Getting Started & CLI Reference

FedPilot is designed to be highly accessible for both rapid local prototyping and heavy cluster deployment. You can interact with the framework via the terminal CLI (using the Makefile) or through a visual GUI.

Prerequisites

Before starting, ensure your system has:

  • A Linux-based environment (e.g., Fedora or Arch Linux) or WSL2.
  • Python >= 3.12
  • uv: The ultra-fast Python package installer (pip install uv).
  • Tmux: For background session management.
  • Docker: (Optional) for telemetry and monitoring stacks.

1. Environment Setup

Clone the repository and install all locked dependencies.

$ make setup

This command uses uv sync to establish the virtual environment and fetch core dependencies like PyTorch and Ray.

To verify your CUDA, Ray, and Tmux configurations:

$ make validate-setup

2. Configuration Management

You rarely edit config.yaml blindly. FedPilot provides a powerful set of CLI commands to manage configurations.

Interactive Creation

Launch a terminal UI to navigate the templates/ directory and select a base configuration:

$ make config

Validation & Auto-Fill

Before running an experiment, ensure your configuration is semantically valid (e.g., ensuring your selected model architecture matches the dataset modality):

$ make validate-config

If you are missing parameters, FedPilot can automatically inject the framework defaults for you:

$ make fill-config

If you prefer a visual approach over the CLI, boot the Streamlit Dashboard:

$ cd fedpilot-dashboard
$ streamlit run app.py

Use the Setup Experiment Modal to visually tweak configurations and write directly to config.yaml.

3. Execution & Monitoring

Once configured, launch the training loop.

$ make run

Background Execution (Tmux)

make run automatically detaches the experiment into a background Tmux session. This prevents training from crashing if your SSH connection drops.

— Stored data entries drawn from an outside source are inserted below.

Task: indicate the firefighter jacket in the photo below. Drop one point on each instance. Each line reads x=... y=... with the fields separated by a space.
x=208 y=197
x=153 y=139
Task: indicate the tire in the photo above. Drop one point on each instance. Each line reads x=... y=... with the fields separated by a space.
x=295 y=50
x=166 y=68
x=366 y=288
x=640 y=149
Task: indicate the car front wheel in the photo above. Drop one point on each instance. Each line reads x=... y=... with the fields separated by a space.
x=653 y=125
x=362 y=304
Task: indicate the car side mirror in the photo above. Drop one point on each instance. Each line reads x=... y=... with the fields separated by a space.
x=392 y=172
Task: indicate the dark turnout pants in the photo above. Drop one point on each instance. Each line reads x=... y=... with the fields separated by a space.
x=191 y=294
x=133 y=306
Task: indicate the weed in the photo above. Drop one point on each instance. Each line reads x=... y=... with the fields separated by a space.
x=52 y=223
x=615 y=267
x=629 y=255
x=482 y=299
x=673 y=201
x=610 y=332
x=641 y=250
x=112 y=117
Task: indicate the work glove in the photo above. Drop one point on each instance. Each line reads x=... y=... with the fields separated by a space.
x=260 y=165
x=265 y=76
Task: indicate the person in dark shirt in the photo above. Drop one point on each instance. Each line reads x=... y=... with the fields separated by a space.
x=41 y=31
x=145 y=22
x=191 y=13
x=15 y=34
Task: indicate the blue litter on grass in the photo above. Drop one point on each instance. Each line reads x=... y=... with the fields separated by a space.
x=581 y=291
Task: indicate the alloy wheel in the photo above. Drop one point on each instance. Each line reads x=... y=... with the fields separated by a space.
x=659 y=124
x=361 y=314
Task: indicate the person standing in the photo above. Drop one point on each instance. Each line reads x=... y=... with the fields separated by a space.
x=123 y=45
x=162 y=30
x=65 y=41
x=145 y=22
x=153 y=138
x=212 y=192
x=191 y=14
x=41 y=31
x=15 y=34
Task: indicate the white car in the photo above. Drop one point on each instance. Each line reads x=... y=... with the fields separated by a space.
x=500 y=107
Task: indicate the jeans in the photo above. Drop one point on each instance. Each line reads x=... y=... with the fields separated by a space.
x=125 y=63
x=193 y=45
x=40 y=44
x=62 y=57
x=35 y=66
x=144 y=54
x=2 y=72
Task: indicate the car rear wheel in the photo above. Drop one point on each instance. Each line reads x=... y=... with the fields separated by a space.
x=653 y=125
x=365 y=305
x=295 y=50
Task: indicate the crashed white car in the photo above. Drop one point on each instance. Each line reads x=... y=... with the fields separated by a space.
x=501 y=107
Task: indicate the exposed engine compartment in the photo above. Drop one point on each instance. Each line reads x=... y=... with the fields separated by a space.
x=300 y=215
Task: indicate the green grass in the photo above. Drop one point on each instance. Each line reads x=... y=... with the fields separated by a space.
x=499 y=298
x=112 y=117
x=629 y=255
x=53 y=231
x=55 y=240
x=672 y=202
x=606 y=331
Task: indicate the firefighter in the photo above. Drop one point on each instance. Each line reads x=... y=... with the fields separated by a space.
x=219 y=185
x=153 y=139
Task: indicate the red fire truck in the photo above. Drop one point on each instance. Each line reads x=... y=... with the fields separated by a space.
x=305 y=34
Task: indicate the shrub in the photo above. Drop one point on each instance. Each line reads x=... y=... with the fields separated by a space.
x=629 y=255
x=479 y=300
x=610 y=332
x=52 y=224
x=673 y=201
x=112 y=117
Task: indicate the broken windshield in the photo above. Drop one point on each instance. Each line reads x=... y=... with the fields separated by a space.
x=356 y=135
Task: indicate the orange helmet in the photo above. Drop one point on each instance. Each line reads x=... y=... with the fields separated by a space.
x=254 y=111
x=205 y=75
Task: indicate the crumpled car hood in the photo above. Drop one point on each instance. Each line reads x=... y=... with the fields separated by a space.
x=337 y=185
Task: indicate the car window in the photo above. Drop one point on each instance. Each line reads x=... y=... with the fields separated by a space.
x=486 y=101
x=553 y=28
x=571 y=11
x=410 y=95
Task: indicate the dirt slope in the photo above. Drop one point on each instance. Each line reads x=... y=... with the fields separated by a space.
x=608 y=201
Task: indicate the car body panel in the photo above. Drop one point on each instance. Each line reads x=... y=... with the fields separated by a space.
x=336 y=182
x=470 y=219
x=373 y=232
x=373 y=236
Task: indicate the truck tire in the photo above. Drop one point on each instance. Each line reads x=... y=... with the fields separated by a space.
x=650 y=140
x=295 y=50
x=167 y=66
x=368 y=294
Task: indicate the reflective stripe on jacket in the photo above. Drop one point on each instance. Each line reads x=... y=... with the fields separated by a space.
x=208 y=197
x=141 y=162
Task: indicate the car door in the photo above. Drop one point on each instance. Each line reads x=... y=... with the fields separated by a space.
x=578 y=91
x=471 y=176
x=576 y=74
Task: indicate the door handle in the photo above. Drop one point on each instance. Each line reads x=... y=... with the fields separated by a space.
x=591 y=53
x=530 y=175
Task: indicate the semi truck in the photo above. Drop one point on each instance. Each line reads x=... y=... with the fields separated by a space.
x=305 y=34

  • View Active Sessions: make sessions
  • Re-attach: tmux attach -t <session-name>
  • Detach manually: Ctrl+B, then D

Real-Time Logs & Telemetry

To view live training logs with filtering capabilities:

$ make logs

To visualize convergence directly in the terminal via ASCII plots:

$ make plot

For advanced observability (Prometheus, Grafana, Jaeger), start the OpenTelemetry Docker stack:

$ make monitoring-up

Further Development

To start developing custom tools, look at the Registries. If you wish to build entirely new paradigms, study the Schemas SDK.